Vote for the America you want to live in
December 12, 2005
AUGUSTA - "It behooves us, in the next election, and in every election, to vote for the America we want to live in," Democratic U.S. Senate Candidate Jean Hay Bright told members of the Maine Democratic Party State Committee in Augusta Sunday.

"U.S. Senators are now examining the life philosophy of a Supreme Court nominee to see if they want our nation to live in his judicial world," Hay Bright, a writer and organic farmer in Dixmont, said. "We need to hold our candidates for public office to the same kind of standard, to compare our own world views with theirs, and vote for the candidates who most closely share our outlook."

When she was growing up, Hay Bright said, good jobs with respectable pay for an honest day's work "were the ticket, a ticket that bought the American Dream of owning your own home in a safe neighborhood with good local schools where your kids could get a quality public education."

Today, she said, "We have NAFTA and CAFTA, and laws that encourage the outsourcing of decent jobs to foreign countries. The health care crisis is bankrupting both people and businesses, or is used to badger unions into bad contracts. The under-funding of pensions is deliberate, to keep the stockholders happy."

Hay Bright particularly focused on the failure of Maine's two incumbent U.S. Senators, Olympia Snowe and Susan Collins, to support an increase in the federal minimum wage from the current "abysmal" $5.15 to $6.25 per hour.

"Think about that.
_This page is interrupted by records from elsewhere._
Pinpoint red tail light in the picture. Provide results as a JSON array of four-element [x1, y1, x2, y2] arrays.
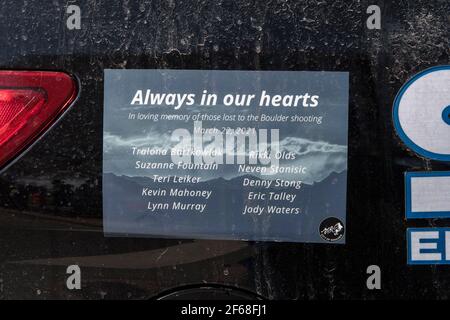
[[0, 71, 77, 168]]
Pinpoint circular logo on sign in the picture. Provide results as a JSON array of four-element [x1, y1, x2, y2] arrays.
[[393, 66, 450, 161], [319, 217, 345, 241]]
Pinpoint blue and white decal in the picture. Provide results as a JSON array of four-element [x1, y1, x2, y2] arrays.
[[393, 66, 450, 161], [407, 228, 450, 265], [405, 171, 450, 219]]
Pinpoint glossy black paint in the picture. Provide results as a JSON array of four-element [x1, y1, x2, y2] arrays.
[[0, 0, 450, 299]]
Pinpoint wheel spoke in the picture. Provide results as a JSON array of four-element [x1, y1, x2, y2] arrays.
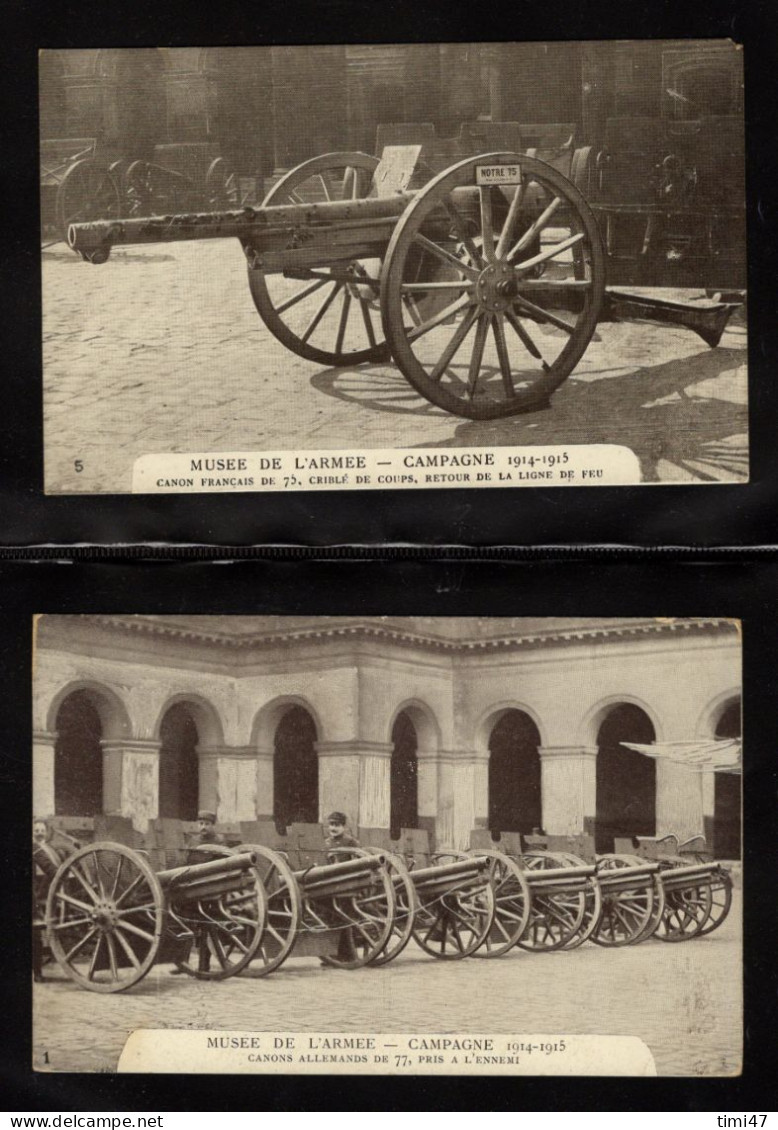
[[492, 314, 516, 399], [430, 306, 478, 381], [300, 283, 343, 341], [515, 295, 576, 333], [495, 179, 527, 259], [505, 310, 547, 368], [505, 197, 562, 260], [467, 313, 492, 397], [408, 294, 473, 341], [413, 233, 478, 279]]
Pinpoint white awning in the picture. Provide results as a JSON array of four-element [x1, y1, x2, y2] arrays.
[[622, 738, 743, 773]]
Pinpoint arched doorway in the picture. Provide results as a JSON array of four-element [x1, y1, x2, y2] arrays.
[[489, 710, 543, 833], [389, 711, 418, 840], [595, 703, 656, 852], [159, 703, 200, 820], [712, 699, 741, 859], [54, 690, 103, 816], [273, 706, 319, 825]]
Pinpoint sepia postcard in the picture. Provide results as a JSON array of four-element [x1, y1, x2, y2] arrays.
[[40, 40, 749, 494], [33, 614, 743, 1077]]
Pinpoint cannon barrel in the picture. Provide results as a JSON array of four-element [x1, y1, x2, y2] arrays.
[[68, 192, 415, 263], [157, 851, 257, 892]]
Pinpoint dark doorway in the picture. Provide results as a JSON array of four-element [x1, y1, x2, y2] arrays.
[[54, 690, 103, 816], [159, 703, 200, 820], [595, 703, 656, 852], [273, 706, 319, 825], [489, 710, 543, 833], [389, 711, 418, 840], [712, 701, 741, 859]]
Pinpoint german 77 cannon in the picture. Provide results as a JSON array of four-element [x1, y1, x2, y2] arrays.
[[68, 146, 736, 419], [45, 843, 267, 993]]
Since Maine's minimum wage is now $6.50 per hour, an increase would have helped the working poor across the country without affecting Maine's wage scale," she said. "The losers in this 'no' vote were not only the working poor in other states, but also the many Maine small businesses that have to compete with companies in those other states, companies that can continue to legally pay sub-poverty-level wages."

There was a time, Hay Bright said, when America was known for its "cohesiveness, the recognition that we are all in this together, that we all have a responsibility toward our neighbors, our communities, our nation - and as the last standing superpower - our world.

"I don't see any of that at the top levels of government these days," she said, "I see greed, incompetence, arrogance, a class war, a real but unnecessary and illegal war, a disturbing tendency toward violence and suppression of our basic freedoms, and a frightful ignorance of both history and foreseeable consequences."

Still, Hay Bright, she sees hope in the future.

"We can turn this around, but it's going to take a lot of us paying attention in ways we never have had to before."